Все это продолжалось, пока комиссар не свернул дело. Вот что сыграло роль. Отец Джозеф Берн и отец Таддеус Мэтьюз, два шакала в курятнике, жрали цыплят. Развратные, безжалостные, разнузданные, не знавшие удержу в своем пороке. Он-то понимал, кто прячется в этой тихой обители. Шакалы, змеи, скорпионы, зверье. И какая же ярость объяла его после того, что сделал комиссар! И Том ее не разделил с Джеком Флемингом и ребятами, потому что ярости той не было имени. Среди оттенков гнева такая не значилась. У нее не было степеней, то была ярость безбрежная, незамутненная. Мало того, тогдашний шеф, начальник уголовного розыска Гарви, понятия не имел о ярости, что владела Томом Кеттлом, потому что старина Гарви вырос в любящей семье на богатой ферме в Литриме и ведать не ведал о подобных ужасах. Если ты своими глазами не видел столь темного, изощренного зла, то и не представляешь, что это такое. Но ярость перешла в иное качество, когда Том принес эту новость домой. Когда он поделился с Джун — обычно он этого избегал, старался работу оставлять за порогом, а тут такое, такое… И когда во время своего рассказа он посмотрел ей в лицо, то увидел, как у нее отвисла челюсть, в прямом смысле, а сам он не говорил, а бормотал, глухо рычал, чтобы его дети, его любимые малыши не услышали, хоть они и были слишком малы и ничего бы не поняли. И он думал, что в нем отзывается прежнее горе, и ждал, что она, как обычно, скажет в ответ прекрасные мудрые слова, уместные, нужные, потому что сама пережила подобное, только хуже, намного хуже. Но под конец речи он разошелся, слова набрали опасную силу — отец Джозеф Берн, отец Таддеус Мэтьюз, так и так, а комиссар, гад ползучий… — и она спросила: Том, Том, говоришь, отец Таддеус, а лет ему сколько? — а Том ответил: по-моему, чуть за сорок, где-то так, сорок с небольшим, — а она в ответ: редкое имя… скажи, он крупный, чернявый, с брюшком, с красными руками, как у мясника, который весь день их моет, а лицо у него как кусок ветчины, — он самый, ответил Том, точно он, не сомневаюсь, и Джун вскрикнула, забыв, что дети могут услышать: это он, он надо мной издевался, Том, это он.
Разговаривай сам с собой, Том, разговаривай, успокаивайся. Держись из последних сил. Что-то будет, что-то будет, только не сейчас. Он властитель времени на своем плетеном троне, хранит безмятежность настоящего. И, честное слово, воздерживается от любимых тонких сигар, вняв-таки советам своего бывшего доктора. Потому что на самом деле он по-своему хочет жить. Хочет жить долго и выбраться наконец из дремучего леса, как рыцарь в средневековых легендах. Продраться сквозь густую чащу, где тусклый свет недостоин зваться светом. По древней тропе, устланной ковром из листьев тысячи осеней. И увидеть наконец вдалеке просвет, бриллиантовый блеск солнца, там, где кончается лес.

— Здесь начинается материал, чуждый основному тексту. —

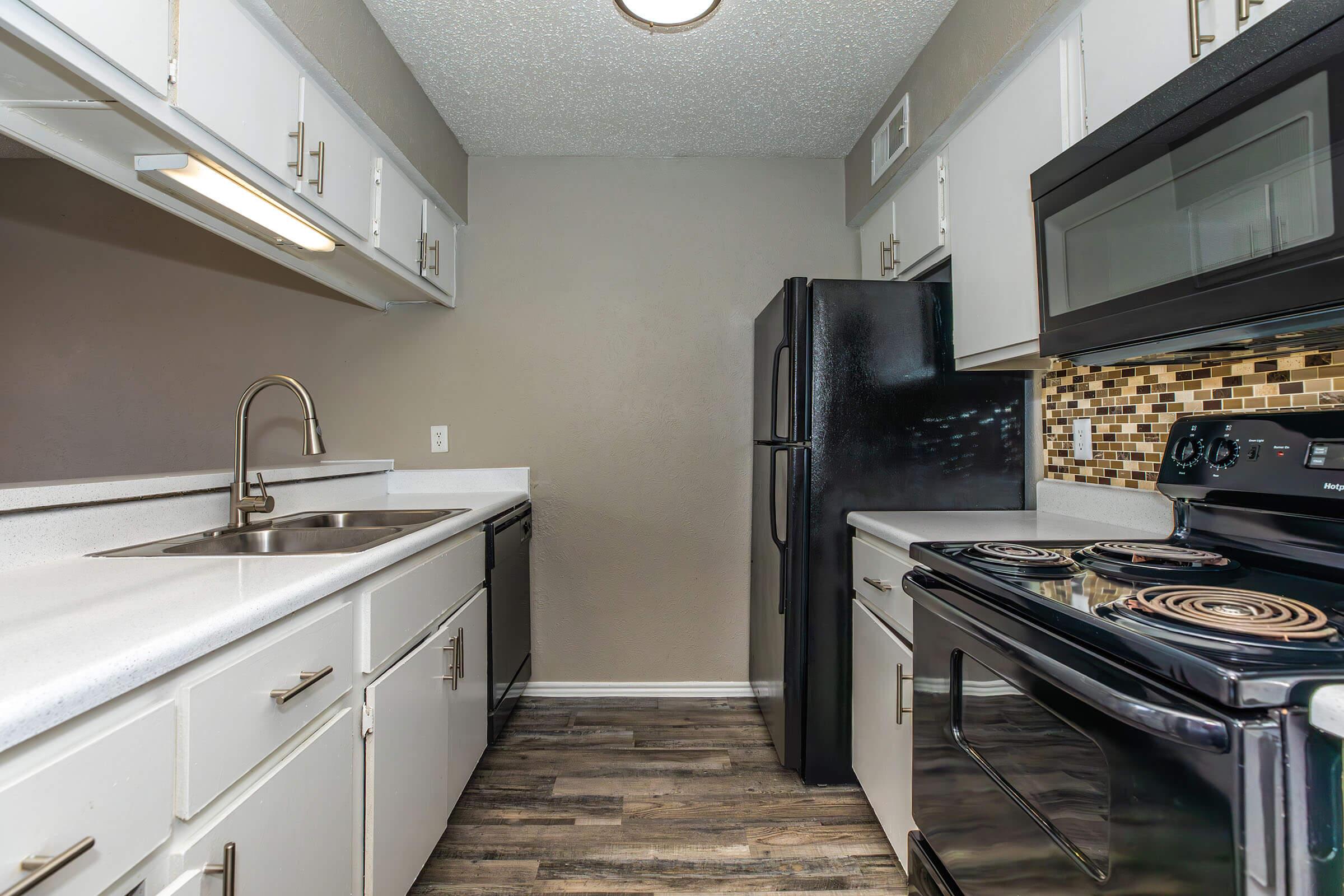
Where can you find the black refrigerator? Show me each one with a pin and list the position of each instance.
(858, 406)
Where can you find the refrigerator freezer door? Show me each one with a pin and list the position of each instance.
(781, 363)
(778, 567)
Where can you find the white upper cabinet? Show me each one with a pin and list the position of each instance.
(440, 250)
(135, 35)
(875, 245)
(237, 82)
(337, 163)
(398, 217)
(993, 273)
(921, 214)
(1128, 55)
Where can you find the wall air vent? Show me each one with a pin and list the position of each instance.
(892, 139)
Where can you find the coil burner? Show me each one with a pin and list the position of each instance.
(1152, 561)
(1022, 561)
(1235, 612)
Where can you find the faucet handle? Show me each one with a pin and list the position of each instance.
(265, 504)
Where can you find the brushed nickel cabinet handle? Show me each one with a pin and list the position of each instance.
(1197, 38)
(226, 868)
(320, 153)
(299, 166)
(306, 680)
(45, 867)
(901, 685)
(432, 269)
(452, 667)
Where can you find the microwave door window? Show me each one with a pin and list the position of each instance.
(1241, 193)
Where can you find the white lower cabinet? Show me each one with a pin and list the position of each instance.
(290, 834)
(884, 746)
(469, 707)
(115, 790)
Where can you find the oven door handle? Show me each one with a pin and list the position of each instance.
(1168, 722)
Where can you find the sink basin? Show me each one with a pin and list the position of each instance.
(361, 519)
(299, 534)
(287, 542)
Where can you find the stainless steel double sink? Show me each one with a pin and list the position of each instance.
(299, 534)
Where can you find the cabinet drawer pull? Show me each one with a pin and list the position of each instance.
(452, 667)
(306, 680)
(299, 166)
(320, 153)
(45, 867)
(226, 868)
(901, 685)
(1197, 38)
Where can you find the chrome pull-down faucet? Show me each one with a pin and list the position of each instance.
(242, 503)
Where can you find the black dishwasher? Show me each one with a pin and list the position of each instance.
(508, 540)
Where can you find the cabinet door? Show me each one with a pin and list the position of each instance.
(239, 83)
(405, 772)
(993, 274)
(468, 715)
(131, 34)
(875, 241)
(1130, 50)
(440, 249)
(882, 729)
(920, 211)
(338, 163)
(293, 832)
(398, 217)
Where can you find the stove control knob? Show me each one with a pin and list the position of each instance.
(1224, 453)
(1187, 450)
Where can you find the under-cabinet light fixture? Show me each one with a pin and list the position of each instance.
(222, 194)
(667, 15)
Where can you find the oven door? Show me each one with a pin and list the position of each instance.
(1045, 769)
(1208, 231)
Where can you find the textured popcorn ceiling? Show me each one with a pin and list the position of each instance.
(576, 78)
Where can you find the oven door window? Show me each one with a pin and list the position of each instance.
(1056, 774)
(1231, 200)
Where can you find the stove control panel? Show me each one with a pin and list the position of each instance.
(1233, 459)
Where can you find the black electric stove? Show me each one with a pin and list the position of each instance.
(1131, 716)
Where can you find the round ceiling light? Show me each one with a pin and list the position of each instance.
(667, 15)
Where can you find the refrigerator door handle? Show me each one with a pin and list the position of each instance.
(774, 395)
(774, 530)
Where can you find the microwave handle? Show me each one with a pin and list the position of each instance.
(1164, 722)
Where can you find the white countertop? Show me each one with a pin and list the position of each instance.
(906, 527)
(80, 632)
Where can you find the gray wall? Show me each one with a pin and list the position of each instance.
(604, 339)
(964, 52)
(346, 39)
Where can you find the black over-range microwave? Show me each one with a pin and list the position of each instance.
(1207, 221)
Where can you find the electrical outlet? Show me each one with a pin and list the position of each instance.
(438, 440)
(1082, 438)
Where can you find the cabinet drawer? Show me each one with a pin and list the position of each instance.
(400, 609)
(884, 746)
(116, 790)
(886, 598)
(293, 832)
(230, 722)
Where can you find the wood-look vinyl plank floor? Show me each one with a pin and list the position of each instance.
(652, 796)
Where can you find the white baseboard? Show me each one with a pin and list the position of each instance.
(639, 689)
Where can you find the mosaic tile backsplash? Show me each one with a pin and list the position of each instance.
(1133, 408)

Ну а мистер Томелти копал и рыхлил, упорно созидая свой райский уголок. Копал и рыхлил. И Том рад был видеть этот извечный ритуальный танец садовника. Рад был он видеть и море в многоцветном наряде, что плескалось между бесплодной землей и одиноким островом. Рад был смотреть, как беснуется на море ветер и обрушиваются на него весенние ливни тысячами железных гвоздей, трудятся над его ликом, словно небесный каменщик с молотом и острым резцом. Все в природе осмысленно, деловито, кипуче, таинственно, непрерывно и стремится не к хаосу и катастрофам, а к гармонии, полноте и счастью.